Brad West🔸 @ 2025-09-09T20:35 (+4)

Great piece! This connects directly to something I've been thinking about in my recent post on "orthogonal impact." The key insight isn't just that government roles have impact—it's that they often have the most impact through levers that aren't measured or incentivized by the job itself.

Consider the contrast: if you work at GiveWell or an EA-aligned charity, your performance metrics likely align with doing good. The counterfactual person who'd take your job would also be trying to maximize impact—that's literally what they're paid to do. But in government (or corporations, academia, etc.), the situation is different. A USDA official is evaluated on processing efficiency and regulatory compliance, not on whether they quietly shifted procurement standards to help millions of animals. A congressional staffer gets promoted for serving their boss well, not for adding crucial language to obscure bills that could save lives.

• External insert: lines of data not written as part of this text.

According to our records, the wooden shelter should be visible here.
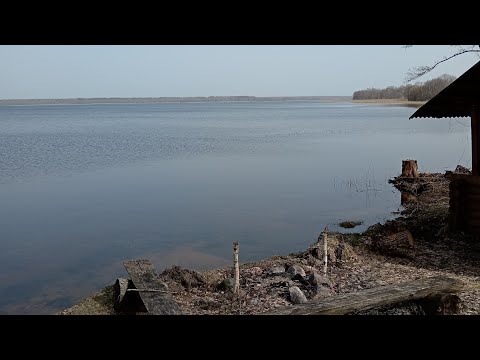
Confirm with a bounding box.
[410,60,480,235]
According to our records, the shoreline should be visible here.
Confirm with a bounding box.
[0,98,425,108]
[352,99,426,108]
[59,168,480,315]
[0,96,352,107]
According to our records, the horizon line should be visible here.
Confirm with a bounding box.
[0,95,352,101]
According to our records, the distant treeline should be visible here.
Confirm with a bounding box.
[353,74,456,101]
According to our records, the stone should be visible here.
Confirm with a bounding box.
[315,285,332,298]
[248,266,263,276]
[303,265,316,273]
[289,286,308,304]
[249,298,259,306]
[292,273,309,285]
[270,266,286,275]
[308,272,333,288]
[216,278,236,292]
[287,264,306,277]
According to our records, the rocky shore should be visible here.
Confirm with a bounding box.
[59,168,480,315]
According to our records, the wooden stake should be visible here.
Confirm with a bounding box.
[323,227,328,276]
[233,241,240,294]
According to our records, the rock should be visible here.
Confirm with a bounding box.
[303,265,316,273]
[287,264,306,277]
[315,285,332,298]
[270,266,286,275]
[289,286,308,304]
[335,243,346,265]
[309,242,337,264]
[248,267,263,276]
[196,299,221,310]
[327,248,336,264]
[292,273,309,285]
[249,298,259,306]
[216,278,236,292]
[310,247,321,260]
[308,272,333,288]
[225,289,245,299]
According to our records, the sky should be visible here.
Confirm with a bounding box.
[1,45,479,99]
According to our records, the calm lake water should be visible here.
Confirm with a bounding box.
[0,101,470,314]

This misalignment between job incentives and impact opportunities is exactly what creates the leverage. The counterfactual government employee would likely focus on what gets measured—hitting their KPIs, avoiding controversy, climbing the ladder. They wouldn't spend political capital pushing for open data standards or championing unglamorous but vital legislation. These orthogonal opportunities for good sit neglected precisely because they don't help anyone's career.

Your point about government being "essential infrastructure for EA goals" is spot-on. We need people willing to occupy these positions and utilize both the official powers AND the unmeasured discretionary opportunities they contain.

lauren_mee 🔸 @ 2025-09-10T12:15 (+3)

I agree this is an overlooked career path, and one that many advising orgs (including historically my own) haven’t given consistent treatment.

My impression is that more EAs are working in government than we realise, and that many advising organisations do consider it highly impactful. The challenge is that government roles come with expectations of impartiality, so there’s a real limit to how openly funders or career groups can promote specific pathways without undermining credibility.

That said, I think we could do much more to bring policy conversations into spaces like EAGs. The community would benefit from normalising government service as a long-term route to influence, not just as an “adjacent” option.

For those interested, Impactful Policy Careers has done excellent work in the European context, though even we face restrictions on how openly they can be promoted.

Impatient_Longtermist @ 2025-09-09T18:30 (+3)

Completely agree with this analysis. For readers interested in a high impact career in the UK civil service I recommend checking out Impactful Government Careers. We offer 1:1 discussions and a weekly job mailing list of high impact roles in government.

Mo Putera @ 2025-09-09T18:06 (+2)

On this note, Probably Good's Civil Service in LMICs as a High-Impact Career Path is a great first stop for EAs from LMICs. Their job board is great too.

BearNavy @ 2025-09-09T18:23 (+1)

If you wanted to change the world, would you rather influence a $220M nonprofit budget, or a $220B government budget?